Namun harus diperhatikan  hubungan dialogis tidak terjadi antar kata (dalam pengertian linguistik), atau antar kalimat, karena digunakan pada tataran bahasa, melainkan antar pengucapan. Dengan demikian, hubungan dialogis, menurut definisi, bersifat ekstralinguistik, karena memerlukan kata tersebut, tetapi dianggap sebagai fenomena total dan konkrit, dan itu hanya hidup dalam komunikasi dialogis. Hal ini terjadi di antara kesadaran-kesadaran yang bercermin satu sama lain, dan berkomitmen tidak hanya pada perkataan orang lain, namun  pada apa yang mereka nyatakan tentang diri mereka sendiri dan orang lain dalam konstitusi mereka sebagai subjek.
Dengan cara ini, pernyataan-pernyataan tersebut harus menjadi bagian dari ucapan dua orang dan menjalin kontak, merenungkan dan menanggapi satu sama lain; Mereka harus membuat penilaian yang dapat didiskusikan. Dalam pengertian ini, usulan translinguistik dan pendekatan budaya-historis lebih dekat, sejauh pendekatan ini bertujuan untuk menjelaskan proses mental manusia, mengintegrasikannya ke dalam lingkungan budaya, sejarah dan kelembagaan di mana proses tersebut.
Pengucapan hanya ada dalam hubungan sosial yang mereka sendiri bantu bentuk. Demikian pula, mereka memperkenalkan aspek-aspek seperti pluralisme dan relativisme, tanggung jawab individu dan intersubjektivitas dalam pemahaman bersama tentang maksud dan kebutuhan subjek. Apollo (2009)
Seperti yang dinyatakan oleh Vygotsky (1993), kata -atau tanda- diinternalisasikan. Namun, sesuai dengan apa yang telah disebutkan selama ini, tanda yang netral dan seragam tidak akan diinternalisasikan, melainkan merupakan konstruksi internal dan representasi dunia. Ini adalah kata yang dihuni oleh berjuta-juta suara yang menyiratkan banyak posisi.
Jadi, ketika menginternalisasikan suatu tanda, hal yang sama terjadi pada postur dan, oleh karena itu, pada cara-cara di mana sesuatu direpresentasikan. Karena internalisasi bukanlah salinan karbon tetapi transformasi, maka orientasi pemikiran akan diturunkan darinya, yaitu ucapan internal.
Dari penjelasan di atas, gagasan tentang pemikiran akan berubah karena: Pemikiran manusia tidak sistematis melainkan dialogis, artinya tidak hanya teratur melainkan disengaja dan terarah. Oleh karena itu, hal ini menuntut tanggapan dan keberatan, konsensus dan perbedaan pendapat: hanya dalam suasana konfrontasi bebas inilah pemikiran manusia dan seni dapat berkembang. (Bakhtin, 1996)

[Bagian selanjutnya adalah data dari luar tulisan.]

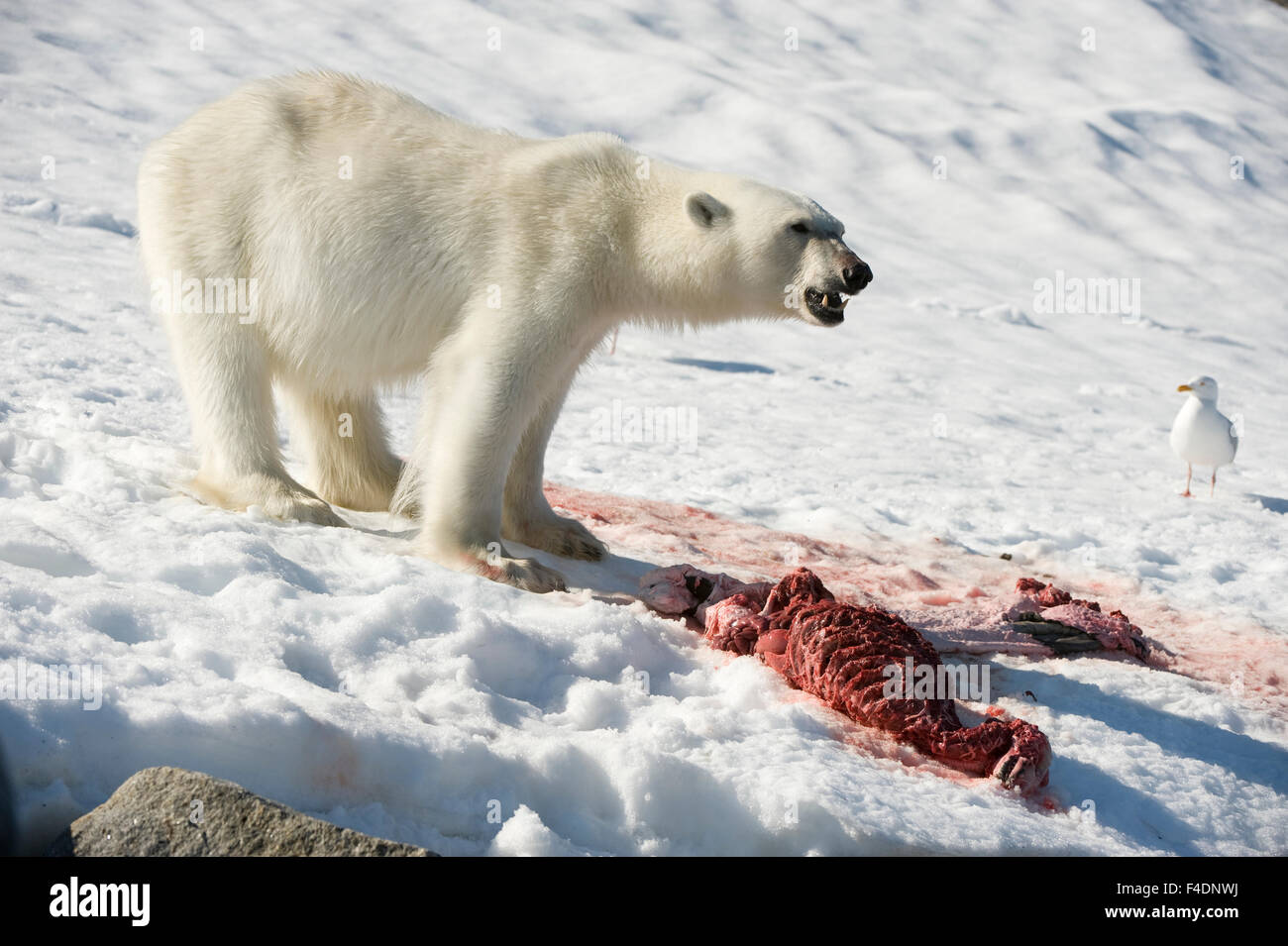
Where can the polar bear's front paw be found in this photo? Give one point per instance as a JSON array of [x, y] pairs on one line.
[[300, 506], [528, 575], [563, 537]]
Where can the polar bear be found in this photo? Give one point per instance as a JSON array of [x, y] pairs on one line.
[[370, 239]]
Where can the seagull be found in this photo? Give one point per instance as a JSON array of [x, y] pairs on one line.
[[1201, 434]]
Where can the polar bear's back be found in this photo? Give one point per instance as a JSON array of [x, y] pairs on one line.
[[338, 196]]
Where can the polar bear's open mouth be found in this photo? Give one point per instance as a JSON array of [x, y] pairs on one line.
[[828, 308]]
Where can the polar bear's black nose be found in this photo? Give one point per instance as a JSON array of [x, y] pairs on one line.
[[857, 277]]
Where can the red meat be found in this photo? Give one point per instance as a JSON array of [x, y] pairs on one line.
[[840, 654], [1115, 631]]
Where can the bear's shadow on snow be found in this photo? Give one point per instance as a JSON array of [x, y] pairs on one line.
[[1124, 808], [732, 367], [1271, 502], [1241, 756]]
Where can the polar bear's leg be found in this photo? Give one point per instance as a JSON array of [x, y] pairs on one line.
[[527, 516], [344, 438], [226, 381], [483, 398]]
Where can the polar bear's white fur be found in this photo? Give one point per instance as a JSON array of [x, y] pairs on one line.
[[382, 240]]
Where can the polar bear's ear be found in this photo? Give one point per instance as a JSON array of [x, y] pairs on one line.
[[703, 209]]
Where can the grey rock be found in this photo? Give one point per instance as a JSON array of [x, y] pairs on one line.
[[8, 833], [174, 812]]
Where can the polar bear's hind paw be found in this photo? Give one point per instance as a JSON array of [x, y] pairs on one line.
[[566, 538]]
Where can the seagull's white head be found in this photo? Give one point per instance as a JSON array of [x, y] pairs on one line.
[[1202, 387]]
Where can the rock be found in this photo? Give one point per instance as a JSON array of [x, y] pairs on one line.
[[8, 832], [172, 812]]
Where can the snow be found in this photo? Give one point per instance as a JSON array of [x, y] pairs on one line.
[[953, 417]]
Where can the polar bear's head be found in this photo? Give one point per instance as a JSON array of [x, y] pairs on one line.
[[769, 253]]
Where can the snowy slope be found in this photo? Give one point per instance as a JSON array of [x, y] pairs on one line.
[[952, 418]]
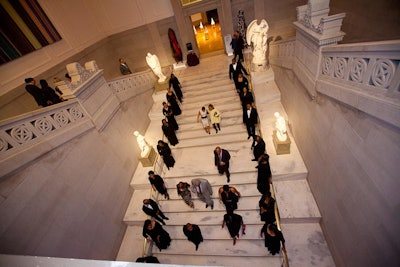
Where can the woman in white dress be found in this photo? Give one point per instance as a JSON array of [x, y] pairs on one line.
[[203, 115], [215, 117]]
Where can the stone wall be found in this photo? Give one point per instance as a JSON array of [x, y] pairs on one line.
[[352, 160], [71, 201]]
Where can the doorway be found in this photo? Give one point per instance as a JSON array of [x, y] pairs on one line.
[[207, 31]]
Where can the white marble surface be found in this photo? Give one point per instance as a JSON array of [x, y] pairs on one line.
[[194, 159]]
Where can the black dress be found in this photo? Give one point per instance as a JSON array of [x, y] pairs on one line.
[[177, 87], [169, 132], [165, 152], [230, 200], [158, 183], [194, 235], [264, 173], [164, 239], [169, 114], [246, 99], [273, 243], [268, 213], [171, 98], [233, 222]]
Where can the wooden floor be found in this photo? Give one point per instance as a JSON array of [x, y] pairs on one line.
[[209, 39]]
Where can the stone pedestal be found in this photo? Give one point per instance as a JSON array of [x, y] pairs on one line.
[[148, 159], [161, 87], [281, 147]]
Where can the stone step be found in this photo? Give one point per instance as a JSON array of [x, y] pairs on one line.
[[299, 207], [199, 215], [214, 140], [275, 261], [196, 130], [232, 110], [243, 248], [214, 232], [306, 245]]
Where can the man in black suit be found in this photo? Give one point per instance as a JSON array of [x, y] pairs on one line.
[[123, 67], [221, 158], [251, 119], [36, 92], [258, 147], [234, 69], [151, 208]]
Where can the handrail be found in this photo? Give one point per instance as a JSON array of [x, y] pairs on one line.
[[285, 262]]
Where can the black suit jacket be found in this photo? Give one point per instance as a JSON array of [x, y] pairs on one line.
[[258, 149], [234, 73], [225, 158], [151, 212], [253, 119]]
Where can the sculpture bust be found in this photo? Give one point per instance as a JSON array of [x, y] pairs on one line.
[[280, 125], [154, 64], [143, 145], [257, 36]]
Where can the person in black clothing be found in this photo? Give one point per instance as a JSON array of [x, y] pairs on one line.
[[246, 97], [258, 147], [242, 82], [165, 152], [169, 132], [148, 259], [174, 82], [154, 230], [169, 114], [158, 184], [234, 222], [251, 119], [234, 69], [238, 50], [193, 233], [273, 238], [264, 176], [151, 208], [267, 208], [171, 98], [49, 92], [229, 196], [36, 92]]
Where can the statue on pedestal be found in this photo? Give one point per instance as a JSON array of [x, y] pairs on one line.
[[143, 145], [280, 125], [154, 64], [257, 36]]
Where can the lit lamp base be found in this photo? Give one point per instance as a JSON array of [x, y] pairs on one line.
[[161, 86], [148, 159], [281, 147]]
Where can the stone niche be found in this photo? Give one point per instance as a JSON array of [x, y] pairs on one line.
[[281, 147], [148, 159]]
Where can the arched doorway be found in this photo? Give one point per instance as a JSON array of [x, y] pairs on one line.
[[207, 31]]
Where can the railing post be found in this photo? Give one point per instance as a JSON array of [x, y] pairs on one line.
[[314, 29]]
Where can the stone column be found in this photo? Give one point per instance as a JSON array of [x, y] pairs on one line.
[[314, 30], [93, 93]]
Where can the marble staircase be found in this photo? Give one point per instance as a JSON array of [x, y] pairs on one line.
[[208, 83]]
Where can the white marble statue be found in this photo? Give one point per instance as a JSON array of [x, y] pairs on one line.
[[154, 64], [143, 145], [280, 125], [257, 36]]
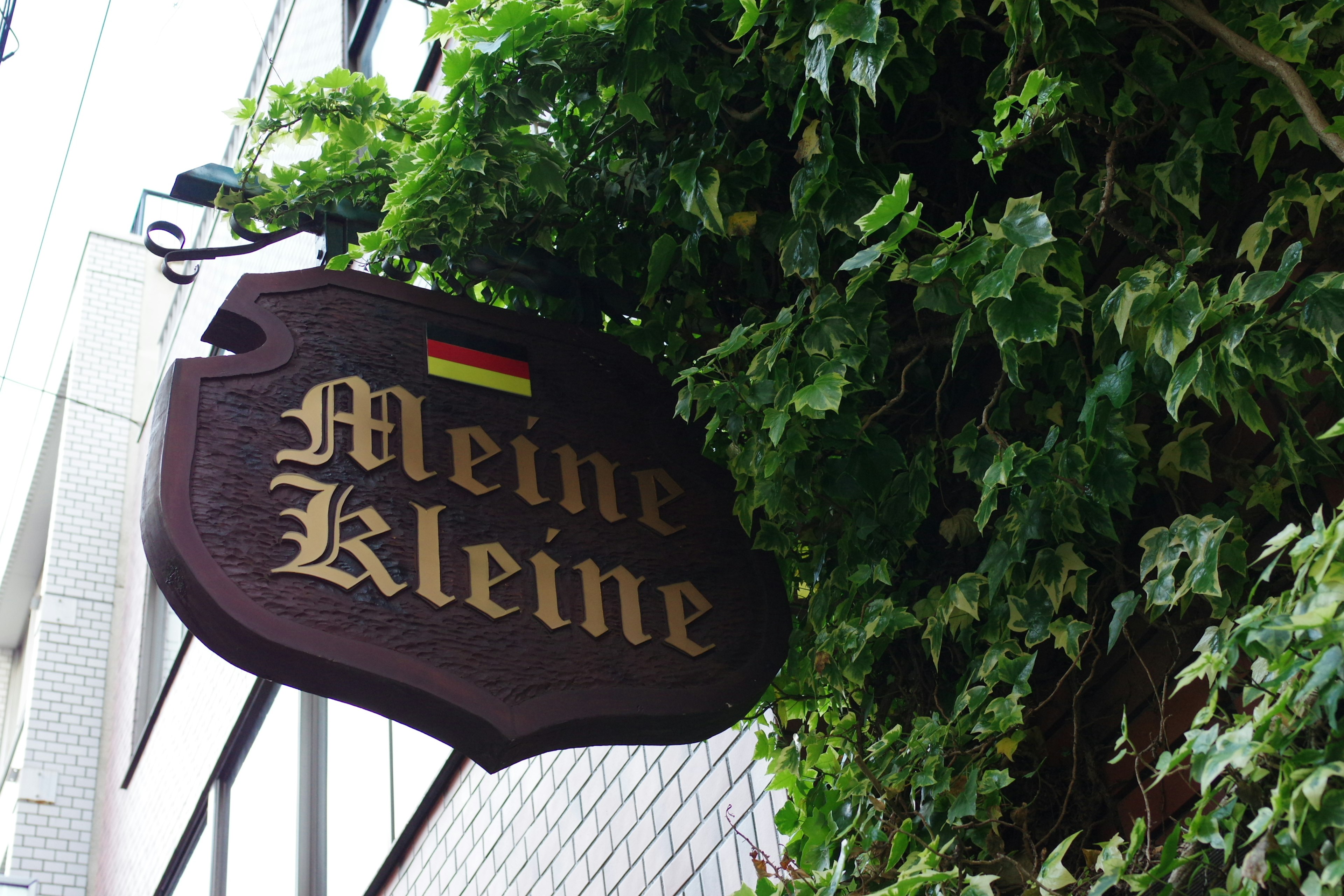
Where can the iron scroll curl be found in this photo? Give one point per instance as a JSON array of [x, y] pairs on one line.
[[254, 241]]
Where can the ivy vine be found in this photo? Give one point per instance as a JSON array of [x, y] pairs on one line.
[[1018, 324]]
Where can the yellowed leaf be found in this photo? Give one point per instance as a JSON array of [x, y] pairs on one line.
[[741, 224], [810, 144]]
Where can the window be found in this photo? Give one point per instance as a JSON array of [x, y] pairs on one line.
[[264, 805], [195, 874], [378, 774], [162, 637], [310, 796]]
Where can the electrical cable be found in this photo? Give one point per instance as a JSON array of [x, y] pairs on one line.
[[56, 192], [191, 290], [7, 27]]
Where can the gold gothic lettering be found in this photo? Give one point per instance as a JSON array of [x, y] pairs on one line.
[[605, 473], [547, 602], [430, 577], [526, 456], [463, 460], [675, 597], [650, 500], [479, 567], [370, 434], [628, 592], [320, 542]]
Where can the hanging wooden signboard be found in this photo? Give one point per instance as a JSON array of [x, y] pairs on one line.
[[482, 524]]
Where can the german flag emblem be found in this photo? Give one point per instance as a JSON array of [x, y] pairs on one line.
[[479, 360]]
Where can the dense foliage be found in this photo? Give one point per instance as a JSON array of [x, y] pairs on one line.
[[1016, 323]]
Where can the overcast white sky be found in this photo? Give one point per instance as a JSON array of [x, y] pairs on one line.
[[166, 73], [164, 77]]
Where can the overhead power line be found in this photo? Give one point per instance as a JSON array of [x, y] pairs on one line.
[[7, 27], [42, 241]]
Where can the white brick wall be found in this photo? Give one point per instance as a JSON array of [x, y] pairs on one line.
[[611, 821], [603, 821], [51, 841]]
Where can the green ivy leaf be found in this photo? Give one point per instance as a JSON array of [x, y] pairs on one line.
[[1323, 317], [1124, 606], [1025, 225], [660, 260], [1053, 875], [547, 178], [869, 59], [822, 396], [635, 107], [888, 207], [800, 253], [855, 21], [1030, 314]]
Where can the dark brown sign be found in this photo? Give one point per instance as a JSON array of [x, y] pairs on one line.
[[486, 526]]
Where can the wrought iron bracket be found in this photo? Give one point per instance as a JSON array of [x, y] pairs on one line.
[[341, 225], [254, 241]]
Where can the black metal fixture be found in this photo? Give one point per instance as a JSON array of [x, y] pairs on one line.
[[525, 266], [341, 225]]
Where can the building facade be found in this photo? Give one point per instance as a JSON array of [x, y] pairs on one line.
[[139, 762]]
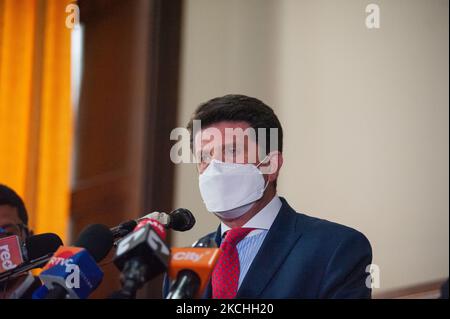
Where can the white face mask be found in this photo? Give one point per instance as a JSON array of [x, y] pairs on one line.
[[229, 189]]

Jadi, berpikir menyiratkan dan memerlukan dialog baik dengan orang lain maupun dengan diri sendiri. Poin pertama telah dikembangkan oleh Vygotsky (1993), namun menerima poin kedua mempunyai implikasi yang serius, karena hasil dari pemikiran melingkar yang dialogis tentunya memiliki konsekuensi epistemologis yang berbeda: hal ini berarti penerimaan terhadap pluralitas internal, bahasa yang dihuni oleh bahasa lain, yang lain, dikosongkan karena ketidakhadiran.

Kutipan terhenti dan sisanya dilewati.